- Location: Mutxamel, Spain
- Date: 16 September 1991 0930 (UTC+1)
- Target: Civil Guard barracks
- Attack type: Car bombing
- Deaths: 3
- Injured: 30
- Perpetrators: ETA

= 1991 Mutxamel bombing =

Attempted car bombing by the Basque separatist organisation ETA in 1991

A car bombing was carried out by the Basque separatist organisation ETA on 16 September 1991 in the town of Mutxamel (Muchamiel) near Alicante. The target was the Civil Guard barracks in the town. However the bomb initially failed to explode near its target. The police treated the car as an abandoned vehicle, not realising that it contained a bomb and while being towed away, the car bomb exploded, killing two police officers and the civilian towing the car away. The bombing was the deadliest of the 40 attacks which ETA carried out in the Province of Alicante between 1979 and 2004.

==The attack==
ETA had carried out similar attacks against Civil Guard barracks in Zaragoza in 1987, killing 12 people, and in Vic three and a half months before the Mutxamel attack, killing ten people. The Mutxamel barracks was home to six Civil Guards, three of them married and living there with their families.

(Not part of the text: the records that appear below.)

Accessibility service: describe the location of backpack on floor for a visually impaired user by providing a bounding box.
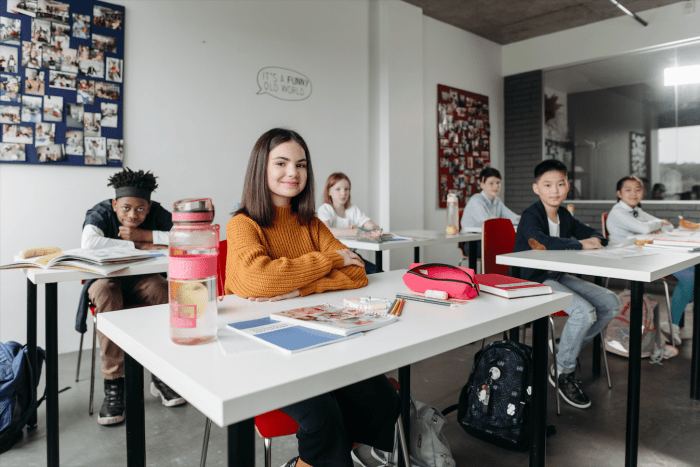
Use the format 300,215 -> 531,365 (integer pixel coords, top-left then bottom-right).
457,340 -> 532,451
605,290 -> 664,358
0,341 -> 45,453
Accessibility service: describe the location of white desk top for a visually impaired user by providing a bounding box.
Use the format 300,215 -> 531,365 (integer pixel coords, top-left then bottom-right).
22,256 -> 168,284
338,230 -> 481,251
98,270 -> 573,426
496,250 -> 700,282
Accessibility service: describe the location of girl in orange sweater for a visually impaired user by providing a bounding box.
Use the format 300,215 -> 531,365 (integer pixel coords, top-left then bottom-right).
225,128 -> 399,467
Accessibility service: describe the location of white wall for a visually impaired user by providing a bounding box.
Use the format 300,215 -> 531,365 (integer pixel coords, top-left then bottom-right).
503,2 -> 700,76
0,0 -> 372,352
421,16 -> 508,265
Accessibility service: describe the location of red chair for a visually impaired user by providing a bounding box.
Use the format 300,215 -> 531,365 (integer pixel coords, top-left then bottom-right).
199,240 -> 410,467
481,219 -> 612,415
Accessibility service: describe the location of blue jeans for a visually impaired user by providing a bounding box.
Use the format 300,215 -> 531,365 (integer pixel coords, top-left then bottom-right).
544,273 -> 620,374
671,266 -> 695,324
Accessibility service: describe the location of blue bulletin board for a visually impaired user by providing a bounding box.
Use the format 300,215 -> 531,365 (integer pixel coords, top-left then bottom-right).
0,0 -> 124,167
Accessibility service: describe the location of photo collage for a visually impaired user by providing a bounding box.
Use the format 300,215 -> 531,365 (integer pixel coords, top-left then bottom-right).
437,84 -> 491,208
0,0 -> 124,167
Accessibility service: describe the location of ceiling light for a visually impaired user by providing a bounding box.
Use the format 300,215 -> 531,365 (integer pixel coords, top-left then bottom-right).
664,65 -> 700,86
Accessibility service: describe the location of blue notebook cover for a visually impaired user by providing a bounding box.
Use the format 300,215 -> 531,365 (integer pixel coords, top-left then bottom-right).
227,318 -> 362,353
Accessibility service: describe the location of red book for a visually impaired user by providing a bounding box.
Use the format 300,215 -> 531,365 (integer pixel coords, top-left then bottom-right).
476,274 -> 552,298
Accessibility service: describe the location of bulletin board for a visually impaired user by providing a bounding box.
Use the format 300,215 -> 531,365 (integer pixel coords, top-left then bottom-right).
0,0 -> 124,167
437,84 -> 491,208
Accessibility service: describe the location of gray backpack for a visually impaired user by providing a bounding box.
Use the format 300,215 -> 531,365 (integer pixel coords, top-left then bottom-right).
364,394 -> 457,467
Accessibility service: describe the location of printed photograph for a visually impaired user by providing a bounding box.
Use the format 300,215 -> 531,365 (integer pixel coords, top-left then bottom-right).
0,144 -> 27,162
0,103 -> 20,124
0,74 -> 22,104
36,0 -> 70,24
49,71 -> 77,91
61,48 -> 78,74
0,45 -> 19,73
42,44 -> 61,70
51,23 -> 70,50
83,112 -> 102,136
22,41 -> 43,68
72,13 -> 90,38
92,5 -> 124,30
95,81 -> 120,101
0,16 -> 22,45
77,78 -> 95,104
24,68 -> 45,96
100,102 -> 119,128
66,103 -> 83,128
78,45 -> 105,78
2,125 -> 34,144
36,144 -> 68,162
85,136 -> 107,165
34,123 -> 56,146
7,0 -> 39,18
107,138 -> 124,161
107,57 -> 124,83
92,34 -> 117,54
44,96 -> 63,122
66,129 -> 85,156
32,19 -> 51,44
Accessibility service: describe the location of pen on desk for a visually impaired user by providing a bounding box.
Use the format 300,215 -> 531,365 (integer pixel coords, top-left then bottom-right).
396,298 -> 406,316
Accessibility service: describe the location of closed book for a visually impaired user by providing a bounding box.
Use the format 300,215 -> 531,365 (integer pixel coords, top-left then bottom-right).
270,304 -> 397,336
226,318 -> 362,354
475,274 -> 552,298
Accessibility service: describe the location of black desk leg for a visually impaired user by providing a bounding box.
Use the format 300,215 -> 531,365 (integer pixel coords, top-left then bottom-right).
44,283 -> 58,467
227,418 -> 255,467
468,241 -> 483,273
396,365 -> 411,466
593,276 -> 603,377
690,264 -> 700,400
625,281 -> 644,467
124,352 -> 146,467
27,279 -> 37,427
530,316 -> 547,467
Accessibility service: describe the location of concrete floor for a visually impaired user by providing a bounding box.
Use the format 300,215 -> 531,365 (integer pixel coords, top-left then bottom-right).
0,296 -> 700,467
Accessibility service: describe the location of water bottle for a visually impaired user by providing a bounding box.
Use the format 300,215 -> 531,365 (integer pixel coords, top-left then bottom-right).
168,198 -> 219,345
447,193 -> 459,235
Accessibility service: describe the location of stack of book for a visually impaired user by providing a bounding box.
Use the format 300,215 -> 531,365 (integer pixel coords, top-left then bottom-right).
642,237 -> 700,253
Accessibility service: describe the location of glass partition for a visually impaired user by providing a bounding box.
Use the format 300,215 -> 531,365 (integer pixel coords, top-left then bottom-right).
543,42 -> 700,200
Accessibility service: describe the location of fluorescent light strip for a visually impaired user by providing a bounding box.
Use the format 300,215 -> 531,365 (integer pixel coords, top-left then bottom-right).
664,65 -> 700,86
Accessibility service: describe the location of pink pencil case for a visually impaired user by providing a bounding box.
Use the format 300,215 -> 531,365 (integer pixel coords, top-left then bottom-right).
403,263 -> 479,300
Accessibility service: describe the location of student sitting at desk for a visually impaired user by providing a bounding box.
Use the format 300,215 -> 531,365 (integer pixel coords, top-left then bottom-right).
317,172 -> 379,274
76,167 -> 185,425
514,160 -> 620,409
225,128 -> 399,467
605,175 -> 695,345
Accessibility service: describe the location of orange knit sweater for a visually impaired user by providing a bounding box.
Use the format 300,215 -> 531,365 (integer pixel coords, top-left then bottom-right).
224,206 -> 367,298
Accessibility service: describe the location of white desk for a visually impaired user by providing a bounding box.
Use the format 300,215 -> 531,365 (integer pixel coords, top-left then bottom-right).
23,256 -> 168,467
496,250 -> 700,467
98,270 -> 573,467
338,230 -> 481,272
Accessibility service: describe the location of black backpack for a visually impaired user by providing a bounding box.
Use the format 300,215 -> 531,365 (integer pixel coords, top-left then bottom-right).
457,340 -> 532,451
0,341 -> 45,454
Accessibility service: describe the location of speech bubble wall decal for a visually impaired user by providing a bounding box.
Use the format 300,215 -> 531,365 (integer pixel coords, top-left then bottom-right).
257,66 -> 312,101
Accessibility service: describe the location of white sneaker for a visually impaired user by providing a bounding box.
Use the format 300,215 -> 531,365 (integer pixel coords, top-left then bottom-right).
659,321 -> 682,345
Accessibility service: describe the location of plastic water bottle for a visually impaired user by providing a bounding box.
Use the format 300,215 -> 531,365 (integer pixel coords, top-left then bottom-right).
168,198 -> 219,345
446,193 -> 459,235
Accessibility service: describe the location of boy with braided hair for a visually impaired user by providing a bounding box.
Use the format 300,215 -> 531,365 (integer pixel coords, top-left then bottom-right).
76,167 -> 185,425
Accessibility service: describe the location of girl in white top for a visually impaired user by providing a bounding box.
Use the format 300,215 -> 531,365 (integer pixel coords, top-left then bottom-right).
461,167 -> 520,232
316,172 -> 379,237
605,175 -> 695,345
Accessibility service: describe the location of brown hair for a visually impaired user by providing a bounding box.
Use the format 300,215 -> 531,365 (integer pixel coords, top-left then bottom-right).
323,172 -> 352,209
233,128 -> 316,227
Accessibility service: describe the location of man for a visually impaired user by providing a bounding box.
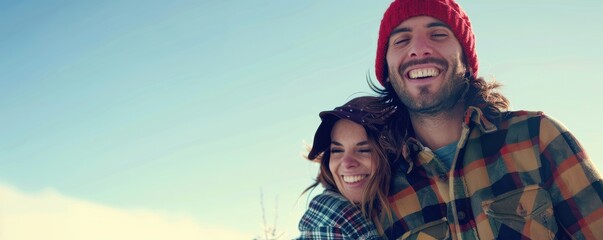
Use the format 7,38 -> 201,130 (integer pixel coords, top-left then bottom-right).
375,0 -> 603,239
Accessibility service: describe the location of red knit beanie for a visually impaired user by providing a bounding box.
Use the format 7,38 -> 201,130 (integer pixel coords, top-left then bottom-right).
375,0 -> 478,86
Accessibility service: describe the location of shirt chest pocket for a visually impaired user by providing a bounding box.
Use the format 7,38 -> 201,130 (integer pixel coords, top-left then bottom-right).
482,185 -> 557,239
399,218 -> 450,240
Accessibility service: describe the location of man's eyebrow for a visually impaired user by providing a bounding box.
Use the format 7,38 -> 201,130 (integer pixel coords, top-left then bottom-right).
427,22 -> 450,29
389,28 -> 411,37
389,21 -> 451,37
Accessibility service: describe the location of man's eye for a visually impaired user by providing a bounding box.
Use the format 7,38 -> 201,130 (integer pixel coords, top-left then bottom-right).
431,33 -> 448,38
331,148 -> 343,154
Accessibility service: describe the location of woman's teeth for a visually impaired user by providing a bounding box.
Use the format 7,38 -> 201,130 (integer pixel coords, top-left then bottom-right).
343,175 -> 366,183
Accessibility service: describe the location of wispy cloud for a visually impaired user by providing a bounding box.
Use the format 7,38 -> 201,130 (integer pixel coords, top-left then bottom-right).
0,184 -> 252,240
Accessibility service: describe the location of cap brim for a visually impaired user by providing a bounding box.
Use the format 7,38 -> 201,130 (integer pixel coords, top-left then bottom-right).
308,111 -> 341,160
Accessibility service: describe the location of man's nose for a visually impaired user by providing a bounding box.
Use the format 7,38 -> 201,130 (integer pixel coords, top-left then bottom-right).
408,37 -> 433,58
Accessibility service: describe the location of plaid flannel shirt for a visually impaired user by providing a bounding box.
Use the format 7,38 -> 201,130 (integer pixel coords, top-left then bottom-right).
299,190 -> 381,240
383,107 -> 603,239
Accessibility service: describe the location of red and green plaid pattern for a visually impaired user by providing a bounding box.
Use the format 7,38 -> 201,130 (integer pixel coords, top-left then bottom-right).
299,190 -> 381,240
383,107 -> 603,239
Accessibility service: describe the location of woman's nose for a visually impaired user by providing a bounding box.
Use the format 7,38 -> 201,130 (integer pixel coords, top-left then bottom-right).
342,153 -> 359,168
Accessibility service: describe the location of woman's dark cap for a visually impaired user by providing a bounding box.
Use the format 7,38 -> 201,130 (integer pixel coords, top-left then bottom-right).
308,96 -> 393,160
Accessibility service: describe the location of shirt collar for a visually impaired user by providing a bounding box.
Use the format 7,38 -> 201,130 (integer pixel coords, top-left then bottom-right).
403,106 -> 498,173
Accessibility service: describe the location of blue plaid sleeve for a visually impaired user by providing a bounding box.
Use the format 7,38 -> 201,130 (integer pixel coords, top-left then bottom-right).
299,191 -> 381,240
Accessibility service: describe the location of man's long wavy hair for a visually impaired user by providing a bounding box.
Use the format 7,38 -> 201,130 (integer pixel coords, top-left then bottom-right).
302,116 -> 392,232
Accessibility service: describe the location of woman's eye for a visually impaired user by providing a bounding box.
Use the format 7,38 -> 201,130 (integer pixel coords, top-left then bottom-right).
431,33 -> 448,39
394,38 -> 410,45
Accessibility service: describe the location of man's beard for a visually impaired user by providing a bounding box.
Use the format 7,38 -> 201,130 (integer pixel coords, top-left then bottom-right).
390,58 -> 468,115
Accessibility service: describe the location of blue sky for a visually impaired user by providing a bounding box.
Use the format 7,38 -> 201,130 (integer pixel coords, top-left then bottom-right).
0,0 -> 603,239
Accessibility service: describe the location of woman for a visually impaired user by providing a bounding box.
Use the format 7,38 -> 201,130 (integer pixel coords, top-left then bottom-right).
299,96 -> 402,239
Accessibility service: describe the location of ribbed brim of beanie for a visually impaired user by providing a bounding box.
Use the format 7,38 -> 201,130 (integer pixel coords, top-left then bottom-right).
375,0 -> 478,86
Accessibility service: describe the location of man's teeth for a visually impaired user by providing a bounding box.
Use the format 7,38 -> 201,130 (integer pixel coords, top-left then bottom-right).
408,68 -> 440,79
343,175 -> 366,183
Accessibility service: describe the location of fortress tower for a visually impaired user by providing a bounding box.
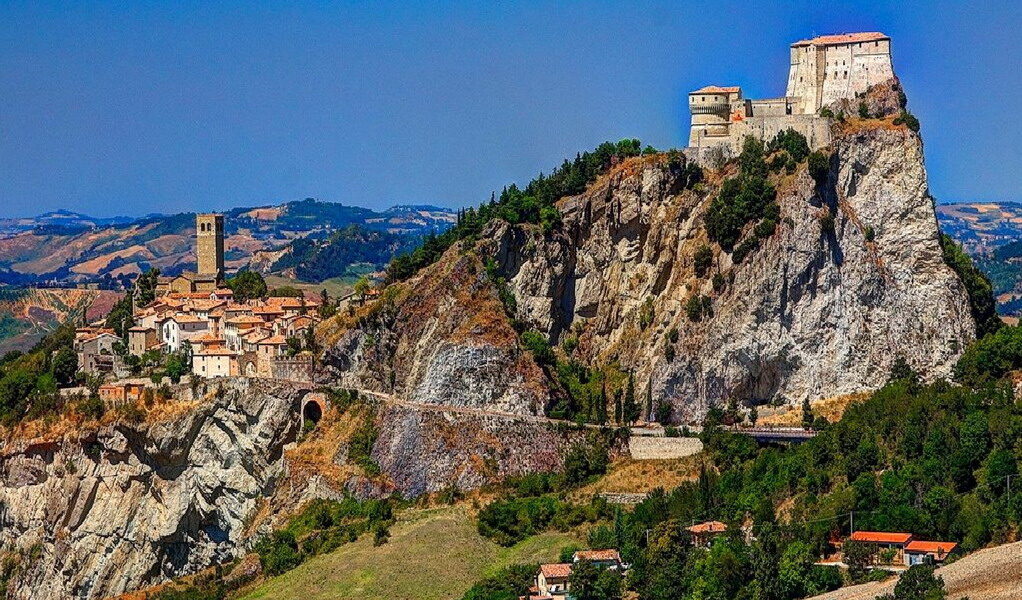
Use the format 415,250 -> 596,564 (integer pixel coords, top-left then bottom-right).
195,213 -> 224,280
785,32 -> 894,114
686,32 -> 894,161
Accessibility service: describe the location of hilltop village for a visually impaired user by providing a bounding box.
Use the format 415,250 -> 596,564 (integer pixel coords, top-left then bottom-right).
0,28 -> 1022,600
75,214 -> 341,400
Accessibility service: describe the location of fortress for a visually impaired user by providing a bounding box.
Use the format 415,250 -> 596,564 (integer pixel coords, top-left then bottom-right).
688,32 -> 894,160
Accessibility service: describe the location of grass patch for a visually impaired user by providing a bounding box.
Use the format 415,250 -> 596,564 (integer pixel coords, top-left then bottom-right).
240,506 -> 578,600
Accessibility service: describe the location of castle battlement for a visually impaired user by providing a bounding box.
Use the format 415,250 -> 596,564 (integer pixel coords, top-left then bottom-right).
688,32 -> 894,160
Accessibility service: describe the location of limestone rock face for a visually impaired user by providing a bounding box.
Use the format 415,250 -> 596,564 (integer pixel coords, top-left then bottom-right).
0,380 -> 298,600
484,124 -> 975,419
323,248 -> 549,415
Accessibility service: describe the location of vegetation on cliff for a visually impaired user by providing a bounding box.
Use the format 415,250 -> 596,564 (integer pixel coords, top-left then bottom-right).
470,312 -> 1022,600
387,139 -> 674,281
940,233 -> 1002,337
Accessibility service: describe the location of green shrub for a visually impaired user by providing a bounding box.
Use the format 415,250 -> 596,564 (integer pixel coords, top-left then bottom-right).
754,219 -> 777,239
767,128 -> 809,163
521,331 -> 557,365
940,233 -> 1003,336
893,109 -> 919,133
256,530 -> 301,575
692,244 -> 713,277
685,293 -> 713,322
712,273 -> 727,292
732,236 -> 759,264
706,138 -> 777,251
809,150 -> 830,185
639,296 -> 653,329
820,213 -> 835,234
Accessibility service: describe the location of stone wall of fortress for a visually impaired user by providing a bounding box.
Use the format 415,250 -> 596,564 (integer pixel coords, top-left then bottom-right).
785,40 -> 894,114
685,114 -> 833,165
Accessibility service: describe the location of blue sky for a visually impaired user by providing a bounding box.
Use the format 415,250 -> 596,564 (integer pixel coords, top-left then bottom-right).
0,1 -> 1022,216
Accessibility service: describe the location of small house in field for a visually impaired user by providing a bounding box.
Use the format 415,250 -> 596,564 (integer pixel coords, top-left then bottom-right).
687,521 -> 728,548
531,562 -> 571,600
848,532 -> 912,564
904,540 -> 958,566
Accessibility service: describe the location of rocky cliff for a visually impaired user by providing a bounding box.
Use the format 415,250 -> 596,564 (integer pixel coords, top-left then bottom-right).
0,380 -> 298,600
481,124 -> 975,419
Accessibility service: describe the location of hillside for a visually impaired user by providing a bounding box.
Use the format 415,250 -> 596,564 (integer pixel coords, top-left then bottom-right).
238,507 -> 578,600
326,120 -> 976,422
0,198 -> 455,285
809,542 -> 1022,600
937,202 -> 1022,316
0,287 -> 121,355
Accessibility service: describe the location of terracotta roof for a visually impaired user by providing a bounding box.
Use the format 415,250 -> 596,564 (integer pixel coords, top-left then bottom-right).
227,315 -> 264,324
904,540 -> 958,556
851,532 -> 912,544
689,86 -> 742,94
260,335 -> 287,345
574,549 -> 621,562
688,521 -> 728,534
192,332 -> 224,343
540,562 -> 571,580
192,348 -> 238,357
252,307 -> 284,315
792,32 -> 890,47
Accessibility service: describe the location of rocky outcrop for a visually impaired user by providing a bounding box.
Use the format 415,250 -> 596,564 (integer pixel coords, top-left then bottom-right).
372,406 -> 584,497
323,247 -> 549,415
481,121 -> 975,419
0,379 -> 303,600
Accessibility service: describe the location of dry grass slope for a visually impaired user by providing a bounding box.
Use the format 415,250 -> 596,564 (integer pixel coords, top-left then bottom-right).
240,506 -> 575,600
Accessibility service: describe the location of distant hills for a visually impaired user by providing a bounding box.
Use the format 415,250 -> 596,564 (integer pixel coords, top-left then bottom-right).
937,202 -> 1022,316
0,198 -> 456,287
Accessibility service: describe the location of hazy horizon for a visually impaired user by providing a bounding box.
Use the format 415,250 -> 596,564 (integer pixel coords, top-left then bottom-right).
0,2 -> 1022,218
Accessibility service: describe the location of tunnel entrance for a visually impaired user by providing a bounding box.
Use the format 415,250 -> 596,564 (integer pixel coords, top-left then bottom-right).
301,394 -> 326,432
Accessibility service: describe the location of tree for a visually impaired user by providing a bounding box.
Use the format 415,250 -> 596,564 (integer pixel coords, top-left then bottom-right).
354,275 -> 372,301
621,371 -> 642,423
802,398 -> 814,429
135,269 -> 159,307
270,285 -> 306,298
227,271 -> 267,302
568,560 -> 621,600
877,564 -> 947,600
53,345 -> 78,385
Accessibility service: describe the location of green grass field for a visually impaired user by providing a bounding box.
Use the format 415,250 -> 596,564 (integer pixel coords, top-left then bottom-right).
240,507 -> 576,600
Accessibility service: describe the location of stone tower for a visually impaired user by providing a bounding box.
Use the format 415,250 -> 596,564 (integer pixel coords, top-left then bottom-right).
785,32 -> 894,114
195,213 -> 224,279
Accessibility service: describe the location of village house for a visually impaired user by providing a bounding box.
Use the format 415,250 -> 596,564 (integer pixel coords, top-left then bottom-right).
75,327 -> 124,375
904,540 -> 958,566
128,325 -> 162,357
571,549 -> 623,570
98,382 -> 145,408
160,313 -> 210,352
686,521 -> 728,548
530,562 -> 571,600
848,532 -> 958,566
192,348 -> 241,377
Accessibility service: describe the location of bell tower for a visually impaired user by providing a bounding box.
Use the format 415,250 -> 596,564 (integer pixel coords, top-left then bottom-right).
195,213 -> 224,279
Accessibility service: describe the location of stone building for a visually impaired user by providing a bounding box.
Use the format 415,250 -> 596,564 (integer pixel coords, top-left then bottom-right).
785,32 -> 894,114
156,213 -> 225,299
686,33 -> 894,161
195,213 -> 224,280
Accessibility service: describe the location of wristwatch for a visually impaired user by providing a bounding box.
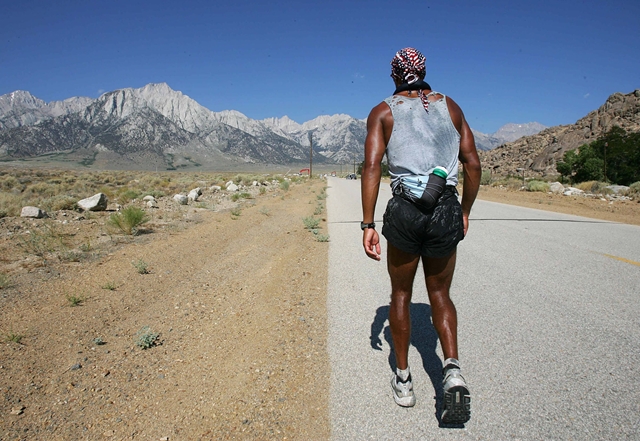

To commit the attack, ETA used a Ford Fiesta, bearing false number plates, which had been stolen months earlier in the Basque country, loading it with 50 kilos of explosives. They used an anti-theft bar, attached to the steering wheel, to guide the direction, ignition and gears and pushed the driverless car towards the barracks. However it missed its target, crashing instead into the wall of a nearby bank. Having failed to detonate the bomb, they abandoned the vehicle. An hour later, employees of the bank began arriving for work and notified the police of the vehicle. Believing that they were dealing with a simple traffic accident, potentially caused by a drunk driver who had panicked and abandoned his vehicle, the police ordered the vehicle to be towed away. Inside the car pound, the bomb exploded, with the tow truck driver and the two police accompanying him killed instantly. A further 30 people were injured.

==Convictions==
In 1995, Gonzalo Rodriguez Cordero and Jose Gabriel Zabala Erasun were each sentenced to 136 years in prison for unlawful use of motor vehicles, unlawfully replacing license plates, possession of explosives and as participants in a crime of assault, three of murder, four of causing injuries and one of terrorism.

In January 2007, three streets in the town were renamed in memory of the victims.